Lets say we have to data.frames:
x <- data.frame(date=c(1,2,3,1,3), id=c("a", "a", "a", "b", "b"), sum=50:54)
y <- data.frame(date=c(1,2,1,3), id=c("a", "a", "b", "b"))
x
date id sum
1 1 a 50
2 2 a 51
3 3 a 52
4 1 b 53
5 3 b 54
y
date id
1 1 a
2 2 a
3 1 b
4 3 b
Now, i want to find the row in x that has dates that is not in y, within the same id. In y we have 1, 2 and 3 in id a and in y we only have 1 and 2 in id a. How do i identify (and, preferably remove from x) row number 3 in x?

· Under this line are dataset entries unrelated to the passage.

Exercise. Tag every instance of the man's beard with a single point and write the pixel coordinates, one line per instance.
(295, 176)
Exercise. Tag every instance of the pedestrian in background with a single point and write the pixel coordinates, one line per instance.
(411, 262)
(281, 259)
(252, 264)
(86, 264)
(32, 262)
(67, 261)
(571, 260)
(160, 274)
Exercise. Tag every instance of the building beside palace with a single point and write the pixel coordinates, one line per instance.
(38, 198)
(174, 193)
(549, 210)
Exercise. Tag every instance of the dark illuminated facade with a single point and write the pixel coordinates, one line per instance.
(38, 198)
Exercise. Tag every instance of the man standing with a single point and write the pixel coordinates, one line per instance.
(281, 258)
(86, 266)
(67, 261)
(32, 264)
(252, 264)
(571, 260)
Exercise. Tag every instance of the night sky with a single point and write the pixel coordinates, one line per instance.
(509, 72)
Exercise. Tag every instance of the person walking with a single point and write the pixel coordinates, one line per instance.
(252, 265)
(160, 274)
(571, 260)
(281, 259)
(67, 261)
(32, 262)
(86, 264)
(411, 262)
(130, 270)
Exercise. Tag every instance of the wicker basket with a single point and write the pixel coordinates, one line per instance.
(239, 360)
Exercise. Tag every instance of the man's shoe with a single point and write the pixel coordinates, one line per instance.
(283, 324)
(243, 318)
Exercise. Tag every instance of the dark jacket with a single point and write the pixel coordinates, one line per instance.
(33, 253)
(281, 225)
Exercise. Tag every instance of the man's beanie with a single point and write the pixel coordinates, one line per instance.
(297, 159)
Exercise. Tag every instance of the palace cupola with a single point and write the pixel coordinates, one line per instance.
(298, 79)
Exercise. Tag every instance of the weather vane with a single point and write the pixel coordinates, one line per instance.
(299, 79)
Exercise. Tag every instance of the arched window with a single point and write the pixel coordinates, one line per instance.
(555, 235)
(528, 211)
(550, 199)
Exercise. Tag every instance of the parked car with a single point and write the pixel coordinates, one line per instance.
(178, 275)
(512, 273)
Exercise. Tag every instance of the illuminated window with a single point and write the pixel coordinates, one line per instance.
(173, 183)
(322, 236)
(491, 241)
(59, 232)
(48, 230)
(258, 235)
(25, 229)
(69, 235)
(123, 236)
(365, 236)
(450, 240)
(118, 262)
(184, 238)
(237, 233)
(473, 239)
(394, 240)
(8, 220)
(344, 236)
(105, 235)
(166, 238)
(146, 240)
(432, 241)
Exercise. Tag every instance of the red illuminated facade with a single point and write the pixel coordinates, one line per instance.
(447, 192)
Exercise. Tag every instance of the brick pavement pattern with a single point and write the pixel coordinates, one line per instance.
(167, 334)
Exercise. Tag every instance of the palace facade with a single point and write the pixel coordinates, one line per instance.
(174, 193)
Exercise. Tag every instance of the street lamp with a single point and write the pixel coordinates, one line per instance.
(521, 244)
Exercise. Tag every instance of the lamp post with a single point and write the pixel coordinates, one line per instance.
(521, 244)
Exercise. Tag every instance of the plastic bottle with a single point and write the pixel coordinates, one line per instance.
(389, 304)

EDIT: I found a (very ugly and slow) solution, but there has to be a better and faster one? Currently im running it on two large data.frames, and first time it took more than one hour. I need to run it multiple times, so any help would be appreciated.
z <- data.frame()
for (f in 1:length(unique(x$id))) { #Run the iteration for all the unique id's in x
id <- unique(x$id)[f] #find the name of the id in this iteriation
a <- x[x$id==id,] #subset x
b <- y[y$id==id,] #subset y
x.new <- a[a$date%in%unique(b$date),] #find the dates that are in x and also in y
z <- rbind(z, x.new) #bind the two data.frames together
}